How to write like Tolstoy is a guide on how to write. Cohen, 69, used many of his own experiences writing and editing award-winning works for his new book. In fact a lot of his anecdotes stem from his time as visiting professor at Kingston University from 2004 to 2011.
“Students at Kingston have so many different backgrounds. Most of them were so interesting and so lively, and you also get, while you get a lot young students, you also get in the Creative Writing department people in their middle age, who are taking courses in order to write or to work with writers. And the classes I had, you have had a real mix of ages and abilities and backgrounds and I love that,” said Cohen.
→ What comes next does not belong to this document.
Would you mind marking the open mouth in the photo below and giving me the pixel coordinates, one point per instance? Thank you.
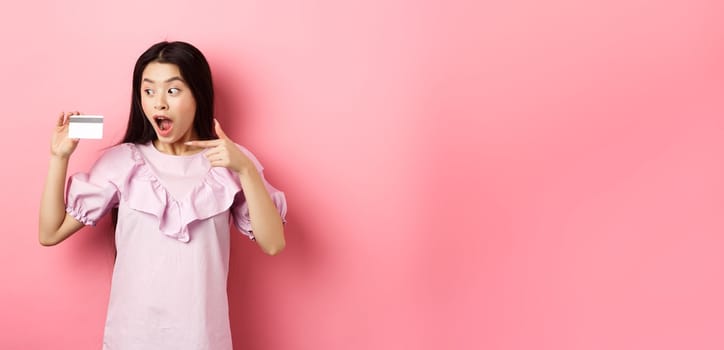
(164, 123)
Cohen’s new how-to book was published in May of this year and it has received good critics and a lot of praise from magazines like the Wall Street Journal and Publishers Weekly. Cohen’s personal love for literature, reading and writing translates into his work.
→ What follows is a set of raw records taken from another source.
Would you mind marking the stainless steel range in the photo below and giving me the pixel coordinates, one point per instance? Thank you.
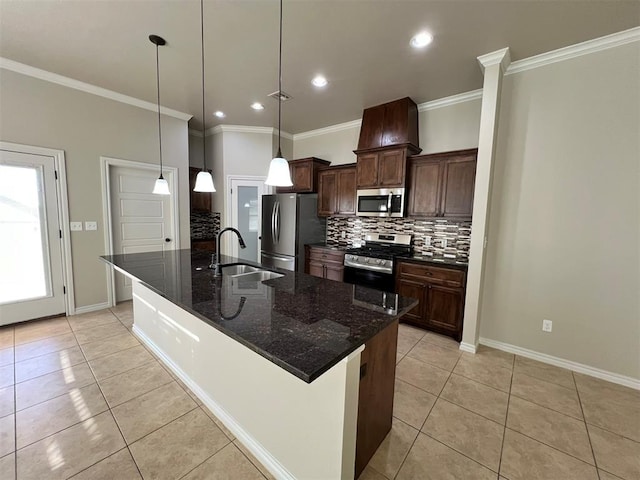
(372, 265)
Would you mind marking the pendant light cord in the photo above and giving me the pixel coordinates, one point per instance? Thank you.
(204, 140)
(159, 124)
(280, 85)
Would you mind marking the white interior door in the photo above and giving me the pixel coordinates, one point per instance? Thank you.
(246, 215)
(140, 220)
(31, 275)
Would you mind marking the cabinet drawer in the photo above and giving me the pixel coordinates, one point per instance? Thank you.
(439, 275)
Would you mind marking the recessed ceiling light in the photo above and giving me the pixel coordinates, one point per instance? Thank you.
(319, 81)
(421, 40)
Yesterday he presented his book before the Kingston School of Writing lecture series. With a lot of wit, jokes and personal anecdotes he talked about how he wrote How to write like Tolstoy and read from the first chapter.
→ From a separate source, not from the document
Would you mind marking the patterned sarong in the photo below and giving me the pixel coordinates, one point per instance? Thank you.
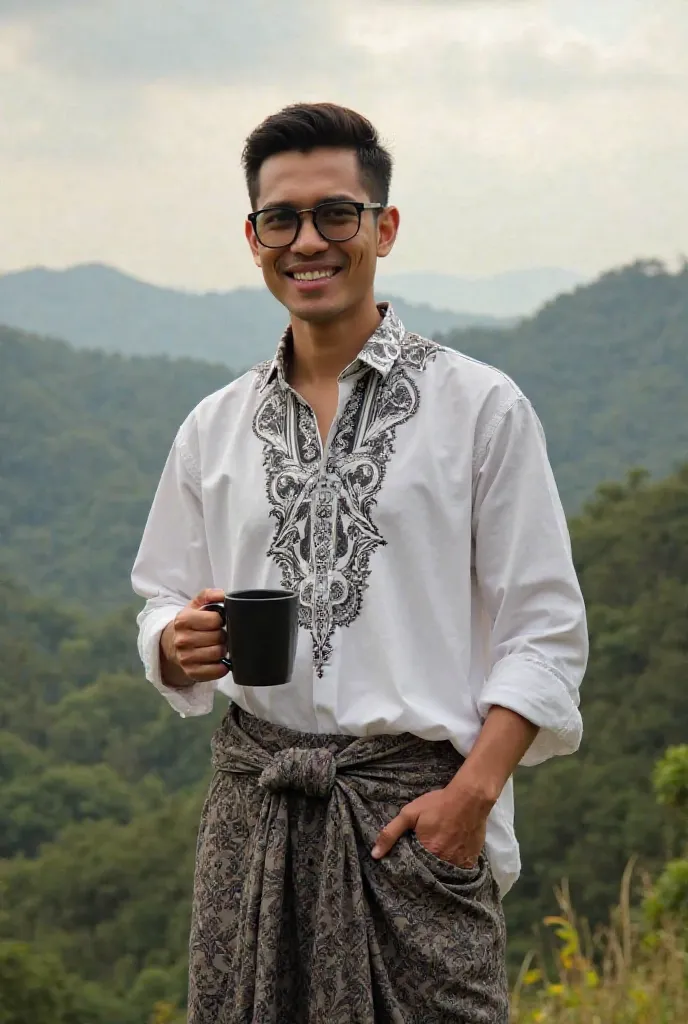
(294, 922)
“People asked me how do you write like Tolstoy? And I say: 900 pages in Russian,” he jokes about responses to his work.
Cohen, born in Birmingham, said that teaching at Kingston University and being with students influenced him positively as a writer.
“It enables you to try things out and you get feedback, which can be rude or helpful, but I had a number of students who were really interesting and responsive so they were party to in a way, to what I produced and that kind of relationship I very much enjoy and miss now,” Cohen said.
Yemi Dipeolu, 25, Kingston MA student in Creative Writing was pleasantly surprised after attending the talk.
“I thought it would be very formal, but it was really good and helpful. He’s a very engaging speaker,” she said.
Postgraduate Creative Writing student Carlo Péan, 24, said: “Cohen has an endearing awkwardness in his speech and yet is somehow relaxed in posture and train of thought. His work is compassionate to the writer’s plight of trying so hard to be effortlessly excellent. The talk on a whole was enjoyable, informative and inspirational.”
The lecture series of the Kingston Writing School this term has a line-up of writers of fiction, non-fiction, poetry and short stories come in for a free workshop every Wednesday.